Yet as we head into 2014, many of these variables will no longer apply — and how you adjust to these changes can spell the difference between profits, losses or merely capital preservation.

Sustainable 3% Growth?
The U.S. economy surged an impressive 4.1% in the third quarter, thanks in large part to inventory restocking. That led economists to assume that fourth-quarter GDP growth would be notably weaker, especially as further inventory stocking was unlikely.

Yet in recent weeks, it’s become apparent that the economy is on track for a second straight quarter of robust GDP growth. Economists at Deutsche Bank now anticipate 3.8% GDP growth in the quarter just ended (which they will revise after digesting an international trade report due Jan. 7).

Two consecutive quarters of GDP growth above 3% is quite unusual. It’s happened only once in the past five years (the fourth quarter of 2011 and the first quarter of 2012). The economy subsequently rose, on average, just 1.1% over the next four quarters.

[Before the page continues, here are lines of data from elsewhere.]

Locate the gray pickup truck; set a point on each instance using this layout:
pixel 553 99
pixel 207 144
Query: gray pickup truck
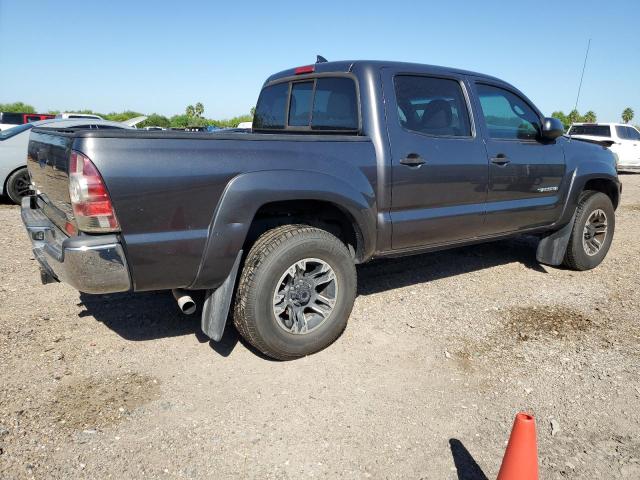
pixel 346 162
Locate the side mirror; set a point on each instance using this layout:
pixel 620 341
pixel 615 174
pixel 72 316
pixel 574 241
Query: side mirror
pixel 552 128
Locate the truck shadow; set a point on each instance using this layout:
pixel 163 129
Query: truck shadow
pixel 466 467
pixel 153 315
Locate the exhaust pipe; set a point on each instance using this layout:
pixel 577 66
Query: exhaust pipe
pixel 185 302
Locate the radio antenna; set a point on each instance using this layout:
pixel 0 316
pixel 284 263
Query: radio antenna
pixel 584 66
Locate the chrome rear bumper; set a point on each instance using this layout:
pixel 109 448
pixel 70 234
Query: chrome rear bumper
pixel 90 264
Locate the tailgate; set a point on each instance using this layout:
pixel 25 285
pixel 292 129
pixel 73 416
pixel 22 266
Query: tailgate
pixel 48 164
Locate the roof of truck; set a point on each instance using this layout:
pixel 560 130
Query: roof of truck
pixel 349 65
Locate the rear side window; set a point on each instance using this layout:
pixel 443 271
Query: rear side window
pixel 335 105
pixel 13 131
pixel 627 133
pixel 320 104
pixel 633 134
pixel 433 106
pixel 272 104
pixel 507 116
pixel 300 107
pixel 591 130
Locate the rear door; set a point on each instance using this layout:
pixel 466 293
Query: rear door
pixel 525 173
pixel 439 165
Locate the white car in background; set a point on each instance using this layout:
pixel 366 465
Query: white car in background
pixel 624 139
pixel 14 177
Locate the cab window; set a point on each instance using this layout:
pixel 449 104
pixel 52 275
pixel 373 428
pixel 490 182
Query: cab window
pixel 432 106
pixel 506 115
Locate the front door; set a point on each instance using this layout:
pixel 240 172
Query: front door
pixel 439 164
pixel 525 173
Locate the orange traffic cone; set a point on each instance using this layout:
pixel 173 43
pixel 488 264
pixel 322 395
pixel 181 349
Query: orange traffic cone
pixel 520 460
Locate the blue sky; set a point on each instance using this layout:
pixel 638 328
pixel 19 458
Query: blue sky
pixel 163 55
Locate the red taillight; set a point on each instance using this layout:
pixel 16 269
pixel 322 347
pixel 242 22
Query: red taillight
pixel 90 200
pixel 305 69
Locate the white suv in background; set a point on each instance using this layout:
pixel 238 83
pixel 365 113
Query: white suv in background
pixel 625 140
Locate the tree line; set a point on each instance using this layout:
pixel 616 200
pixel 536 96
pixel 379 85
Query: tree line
pixel 192 117
pixel 589 117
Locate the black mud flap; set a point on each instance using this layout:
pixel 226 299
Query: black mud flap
pixel 553 247
pixel 217 303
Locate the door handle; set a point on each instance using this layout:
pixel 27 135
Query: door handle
pixel 412 160
pixel 500 160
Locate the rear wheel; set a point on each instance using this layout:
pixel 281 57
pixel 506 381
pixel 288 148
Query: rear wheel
pixel 18 185
pixel 296 291
pixel 592 232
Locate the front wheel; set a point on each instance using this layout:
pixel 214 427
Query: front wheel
pixel 296 291
pixel 592 232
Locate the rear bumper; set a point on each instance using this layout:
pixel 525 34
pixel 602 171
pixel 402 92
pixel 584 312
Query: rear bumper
pixel 90 264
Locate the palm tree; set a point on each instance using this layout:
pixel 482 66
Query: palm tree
pixel 199 109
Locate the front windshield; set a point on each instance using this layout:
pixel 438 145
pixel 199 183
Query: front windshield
pixel 10 132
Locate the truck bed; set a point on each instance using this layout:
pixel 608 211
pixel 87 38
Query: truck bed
pixel 166 203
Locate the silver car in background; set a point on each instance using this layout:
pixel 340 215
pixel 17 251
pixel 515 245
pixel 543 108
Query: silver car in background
pixel 14 177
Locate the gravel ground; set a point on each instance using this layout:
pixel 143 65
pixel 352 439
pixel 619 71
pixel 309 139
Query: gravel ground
pixel 441 351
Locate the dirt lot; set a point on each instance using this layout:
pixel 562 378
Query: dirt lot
pixel 440 353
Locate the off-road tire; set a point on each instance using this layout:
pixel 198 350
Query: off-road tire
pixel 271 255
pixel 14 186
pixel 576 257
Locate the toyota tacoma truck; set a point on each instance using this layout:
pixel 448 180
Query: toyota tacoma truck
pixel 346 162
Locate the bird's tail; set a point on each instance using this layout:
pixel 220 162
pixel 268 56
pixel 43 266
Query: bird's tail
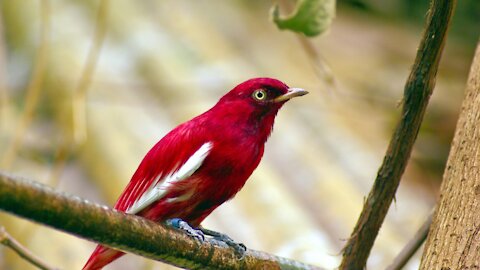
pixel 100 257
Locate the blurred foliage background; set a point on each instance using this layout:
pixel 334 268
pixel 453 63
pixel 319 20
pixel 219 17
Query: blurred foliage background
pixel 87 87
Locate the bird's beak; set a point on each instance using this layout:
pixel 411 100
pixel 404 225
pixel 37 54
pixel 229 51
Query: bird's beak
pixel 292 92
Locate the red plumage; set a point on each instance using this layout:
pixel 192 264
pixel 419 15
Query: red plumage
pixel 203 162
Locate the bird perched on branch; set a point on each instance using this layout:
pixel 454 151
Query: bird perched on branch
pixel 203 162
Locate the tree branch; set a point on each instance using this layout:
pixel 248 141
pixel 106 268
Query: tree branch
pixel 412 246
pixel 418 89
pixel 128 233
pixel 7 240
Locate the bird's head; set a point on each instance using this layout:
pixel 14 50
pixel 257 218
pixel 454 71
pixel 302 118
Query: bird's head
pixel 254 103
pixel 264 95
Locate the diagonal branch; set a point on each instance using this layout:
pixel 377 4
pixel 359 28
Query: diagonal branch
pixel 128 233
pixel 417 92
pixel 7 240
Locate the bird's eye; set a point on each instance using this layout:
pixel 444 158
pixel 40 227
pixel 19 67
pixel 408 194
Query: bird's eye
pixel 259 95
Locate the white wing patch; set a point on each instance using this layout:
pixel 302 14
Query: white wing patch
pixel 159 187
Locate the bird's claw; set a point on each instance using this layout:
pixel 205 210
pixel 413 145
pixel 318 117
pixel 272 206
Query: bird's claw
pixel 182 225
pixel 240 248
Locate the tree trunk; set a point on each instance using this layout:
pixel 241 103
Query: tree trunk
pixel 454 238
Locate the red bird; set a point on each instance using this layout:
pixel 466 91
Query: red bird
pixel 203 162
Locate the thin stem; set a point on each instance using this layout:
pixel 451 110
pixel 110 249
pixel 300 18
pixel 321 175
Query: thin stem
pixel 33 89
pixel 79 98
pixel 412 246
pixel 418 90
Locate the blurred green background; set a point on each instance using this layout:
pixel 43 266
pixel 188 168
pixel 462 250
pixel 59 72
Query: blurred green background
pixel 87 87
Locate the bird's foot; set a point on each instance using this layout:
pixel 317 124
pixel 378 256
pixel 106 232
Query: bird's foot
pixel 182 225
pixel 240 248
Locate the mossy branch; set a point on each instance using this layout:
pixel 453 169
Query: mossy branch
pixel 129 233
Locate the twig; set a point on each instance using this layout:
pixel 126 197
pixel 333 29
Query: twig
pixel 412 246
pixel 7 240
pixel 417 92
pixel 33 89
pixel 129 233
pixel 79 108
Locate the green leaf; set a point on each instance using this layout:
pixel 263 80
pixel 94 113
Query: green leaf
pixel 311 17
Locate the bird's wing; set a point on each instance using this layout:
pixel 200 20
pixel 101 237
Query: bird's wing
pixel 159 187
pixel 173 159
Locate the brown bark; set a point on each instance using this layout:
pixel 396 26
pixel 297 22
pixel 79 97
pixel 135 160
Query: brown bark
pixel 128 233
pixel 454 238
pixel 418 90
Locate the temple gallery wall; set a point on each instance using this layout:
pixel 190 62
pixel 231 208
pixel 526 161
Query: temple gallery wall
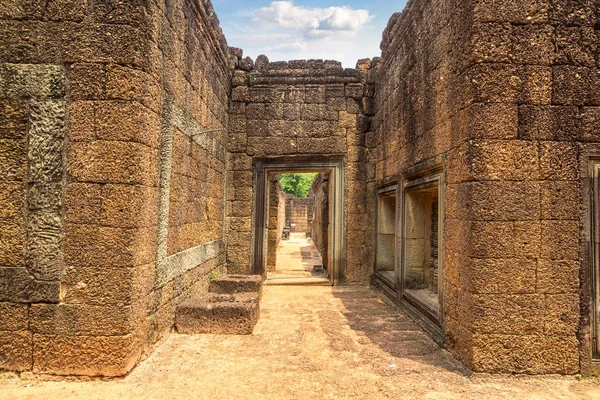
pixel 459 175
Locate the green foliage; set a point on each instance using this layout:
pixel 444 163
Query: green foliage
pixel 297 184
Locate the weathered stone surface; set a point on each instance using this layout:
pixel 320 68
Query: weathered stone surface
pixel 525 354
pixel 218 314
pixel 15 317
pixel 80 320
pixel 233 284
pixel 84 355
pixel 15 351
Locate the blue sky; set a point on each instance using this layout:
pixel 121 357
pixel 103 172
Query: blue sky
pixel 343 30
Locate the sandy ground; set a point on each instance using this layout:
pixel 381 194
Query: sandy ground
pixel 296 261
pixel 312 342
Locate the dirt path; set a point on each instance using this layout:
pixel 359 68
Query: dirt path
pixel 311 343
pixel 296 261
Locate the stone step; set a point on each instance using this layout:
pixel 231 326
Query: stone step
pixel 213 313
pixel 232 284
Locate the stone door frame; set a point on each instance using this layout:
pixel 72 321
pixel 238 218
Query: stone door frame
pixel 334 165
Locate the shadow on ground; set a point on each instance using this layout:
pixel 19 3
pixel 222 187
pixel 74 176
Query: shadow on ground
pixel 391 330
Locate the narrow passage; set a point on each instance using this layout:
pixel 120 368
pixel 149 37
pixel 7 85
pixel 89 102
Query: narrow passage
pixel 312 342
pixel 298 262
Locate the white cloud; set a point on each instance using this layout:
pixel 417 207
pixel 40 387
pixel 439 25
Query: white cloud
pixel 287 15
pixel 284 31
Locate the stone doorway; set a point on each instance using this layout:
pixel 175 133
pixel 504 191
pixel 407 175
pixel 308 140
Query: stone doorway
pixel 265 171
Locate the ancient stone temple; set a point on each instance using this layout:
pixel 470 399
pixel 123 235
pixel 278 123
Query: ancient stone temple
pixel 461 170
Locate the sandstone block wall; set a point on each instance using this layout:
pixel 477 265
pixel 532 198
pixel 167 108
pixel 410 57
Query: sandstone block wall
pixel 89 94
pixel 501 96
pixel 299 108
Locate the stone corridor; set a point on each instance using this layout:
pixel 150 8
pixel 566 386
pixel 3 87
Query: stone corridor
pixel 296 260
pixel 310 343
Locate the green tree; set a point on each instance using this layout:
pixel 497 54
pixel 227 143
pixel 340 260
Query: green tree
pixel 297 184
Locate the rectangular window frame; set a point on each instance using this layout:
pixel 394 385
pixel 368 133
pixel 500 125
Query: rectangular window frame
pixel 431 180
pixel 594 176
pixel 387 190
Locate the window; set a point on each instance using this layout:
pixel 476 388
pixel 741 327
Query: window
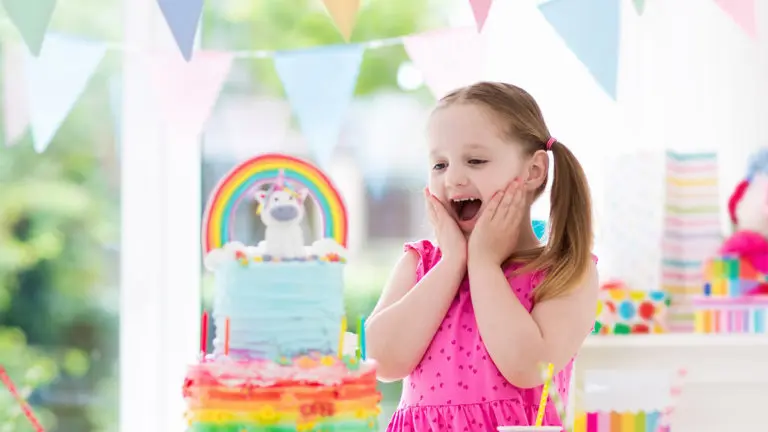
pixel 60 244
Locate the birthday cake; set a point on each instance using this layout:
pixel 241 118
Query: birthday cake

This time around, the economy’s momentum looks to be more sustainable, and the chances that we’ll hit another economic “air pocket” in coming quarters appear more remote. Companies are beginning to invest more heavily in capital equipment — a key theme you’ll be hearing about in the coming earnings season — and increased business investment brings many associated benefits in terms of employment and supply chains.

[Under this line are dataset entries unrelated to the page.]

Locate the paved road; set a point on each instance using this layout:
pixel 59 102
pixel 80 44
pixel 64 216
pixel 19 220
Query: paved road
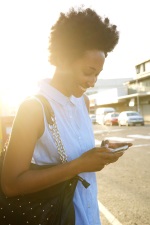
pixel 124 187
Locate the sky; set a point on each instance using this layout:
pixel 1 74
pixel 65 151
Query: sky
pixel 24 32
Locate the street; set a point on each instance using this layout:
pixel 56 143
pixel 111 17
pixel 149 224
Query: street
pixel 124 187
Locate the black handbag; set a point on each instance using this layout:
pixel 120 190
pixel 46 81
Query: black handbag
pixel 51 206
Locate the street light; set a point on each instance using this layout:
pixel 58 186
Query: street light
pixel 137 89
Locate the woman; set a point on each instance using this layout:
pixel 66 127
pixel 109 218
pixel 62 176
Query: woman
pixel 79 43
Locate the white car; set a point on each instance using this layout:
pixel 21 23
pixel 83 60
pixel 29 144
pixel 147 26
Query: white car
pixel 128 118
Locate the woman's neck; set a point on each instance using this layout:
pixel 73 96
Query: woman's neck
pixel 61 82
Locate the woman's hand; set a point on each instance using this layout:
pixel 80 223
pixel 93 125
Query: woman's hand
pixel 96 158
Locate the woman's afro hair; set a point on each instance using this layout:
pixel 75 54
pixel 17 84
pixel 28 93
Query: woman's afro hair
pixel 78 31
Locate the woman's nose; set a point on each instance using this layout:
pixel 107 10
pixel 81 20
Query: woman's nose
pixel 91 82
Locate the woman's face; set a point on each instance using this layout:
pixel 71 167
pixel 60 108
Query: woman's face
pixel 84 72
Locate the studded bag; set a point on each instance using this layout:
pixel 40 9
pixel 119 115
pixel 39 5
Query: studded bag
pixel 51 206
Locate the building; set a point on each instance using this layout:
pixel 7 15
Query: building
pixel 126 93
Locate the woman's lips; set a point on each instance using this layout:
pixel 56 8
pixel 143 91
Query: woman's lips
pixel 82 88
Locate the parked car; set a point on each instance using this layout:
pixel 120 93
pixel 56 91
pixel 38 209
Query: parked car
pixel 93 118
pixel 101 112
pixel 111 118
pixel 130 118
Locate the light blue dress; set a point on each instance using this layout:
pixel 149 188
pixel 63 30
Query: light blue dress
pixel 76 133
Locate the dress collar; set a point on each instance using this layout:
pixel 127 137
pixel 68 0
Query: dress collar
pixel 52 93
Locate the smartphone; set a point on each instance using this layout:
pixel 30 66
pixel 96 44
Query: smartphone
pixel 119 149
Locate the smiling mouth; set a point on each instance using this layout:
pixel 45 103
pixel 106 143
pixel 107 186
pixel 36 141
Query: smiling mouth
pixel 83 89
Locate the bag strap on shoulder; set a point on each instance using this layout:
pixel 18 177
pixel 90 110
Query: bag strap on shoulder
pixel 47 109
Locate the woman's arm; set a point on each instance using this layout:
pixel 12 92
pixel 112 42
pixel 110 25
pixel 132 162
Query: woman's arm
pixel 17 178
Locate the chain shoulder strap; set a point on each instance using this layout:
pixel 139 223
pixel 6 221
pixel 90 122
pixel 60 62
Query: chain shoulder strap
pixel 50 116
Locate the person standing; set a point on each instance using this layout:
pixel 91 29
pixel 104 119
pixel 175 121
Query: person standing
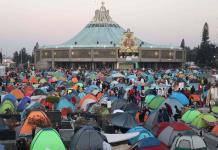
pixel 212 97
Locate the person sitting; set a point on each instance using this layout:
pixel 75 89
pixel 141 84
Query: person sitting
pixel 160 116
pixel 166 117
pixel 169 109
pixel 178 113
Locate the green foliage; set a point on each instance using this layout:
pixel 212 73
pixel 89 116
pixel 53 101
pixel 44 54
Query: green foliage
pixel 206 53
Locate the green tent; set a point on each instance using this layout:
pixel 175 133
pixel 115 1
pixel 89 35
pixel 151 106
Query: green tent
pixel 202 121
pixel 215 109
pixel 7 105
pixel 209 118
pixel 79 84
pixel 156 102
pixel 149 98
pixel 190 115
pixel 47 139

Indeed, the employment picture is also emerging as a real bright spot. The economy created 180,000 jobs in October and 203,000 in November, and economists are looking for a similar figure when the monthly employment report is released Jan. 10.

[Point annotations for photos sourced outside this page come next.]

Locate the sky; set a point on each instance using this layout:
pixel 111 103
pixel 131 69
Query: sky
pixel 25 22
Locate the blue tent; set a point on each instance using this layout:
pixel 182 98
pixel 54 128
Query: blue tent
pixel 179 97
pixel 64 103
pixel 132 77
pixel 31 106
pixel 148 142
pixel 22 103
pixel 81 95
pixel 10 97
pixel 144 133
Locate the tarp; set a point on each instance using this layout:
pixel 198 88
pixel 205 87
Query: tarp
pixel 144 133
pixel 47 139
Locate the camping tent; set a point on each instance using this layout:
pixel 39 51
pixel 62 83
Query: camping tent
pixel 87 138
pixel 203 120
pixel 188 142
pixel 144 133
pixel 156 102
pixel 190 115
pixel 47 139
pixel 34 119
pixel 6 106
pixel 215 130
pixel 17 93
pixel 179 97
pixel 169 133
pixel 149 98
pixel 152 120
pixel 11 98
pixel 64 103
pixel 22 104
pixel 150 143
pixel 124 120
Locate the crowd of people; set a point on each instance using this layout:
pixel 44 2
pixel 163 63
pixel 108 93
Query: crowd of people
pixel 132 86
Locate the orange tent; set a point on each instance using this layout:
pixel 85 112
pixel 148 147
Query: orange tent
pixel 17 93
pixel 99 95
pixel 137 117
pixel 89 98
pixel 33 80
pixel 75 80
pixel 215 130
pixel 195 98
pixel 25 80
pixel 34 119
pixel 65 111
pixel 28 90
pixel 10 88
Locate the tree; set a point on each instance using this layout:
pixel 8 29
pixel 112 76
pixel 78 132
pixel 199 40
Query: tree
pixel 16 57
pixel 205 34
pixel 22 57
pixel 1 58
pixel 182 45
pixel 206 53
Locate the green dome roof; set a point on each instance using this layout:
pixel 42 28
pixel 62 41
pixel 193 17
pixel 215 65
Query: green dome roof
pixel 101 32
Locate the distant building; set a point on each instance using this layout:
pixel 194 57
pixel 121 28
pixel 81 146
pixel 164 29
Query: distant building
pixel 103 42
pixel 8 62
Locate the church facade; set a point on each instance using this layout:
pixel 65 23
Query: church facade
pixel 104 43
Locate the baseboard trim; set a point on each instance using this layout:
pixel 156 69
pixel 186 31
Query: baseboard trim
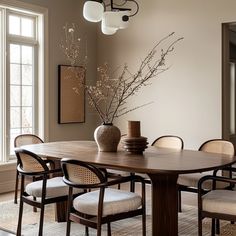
pixel 7 186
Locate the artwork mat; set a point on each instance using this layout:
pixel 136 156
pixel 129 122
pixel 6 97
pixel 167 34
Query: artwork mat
pixel 71 104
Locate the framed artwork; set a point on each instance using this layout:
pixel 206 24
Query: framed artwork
pixel 71 94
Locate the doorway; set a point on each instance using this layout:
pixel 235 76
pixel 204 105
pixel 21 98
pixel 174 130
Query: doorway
pixel 229 82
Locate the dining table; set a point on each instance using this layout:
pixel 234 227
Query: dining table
pixel 162 165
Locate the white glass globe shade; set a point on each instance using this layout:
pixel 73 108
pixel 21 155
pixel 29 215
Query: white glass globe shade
pixel 93 11
pixel 114 19
pixel 108 30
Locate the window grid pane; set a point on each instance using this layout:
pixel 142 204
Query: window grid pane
pixel 21 26
pixel 21 91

When was the last time the U.S. economy created 180,000 jobs for three straight months? The first three months of 2011. But that trend couldn’t be sustained as a deepening recession in Europe and chaos in Washington blunted the U.S. economy as the year played out.

This time just seems different. Europe is showing tentative signs of growth, and Washington is staying out of the way — for now.

Economists at Deutsche Bank predict that the national unemployment rate will drop to 6.4% by the end of 2014. To put that in context, the national unemployment rate stood at 5% at the start of 2008 and was above 7% by the end of that year on its way to 10% in 2009.

The Impact On Stocks
In recent years, the Fed’s distorting hand had severed the connection between economic activity and stock prices. But with the Fed slowly receding from the picture, future stock market performance will depend more squarely on economic activity and profits.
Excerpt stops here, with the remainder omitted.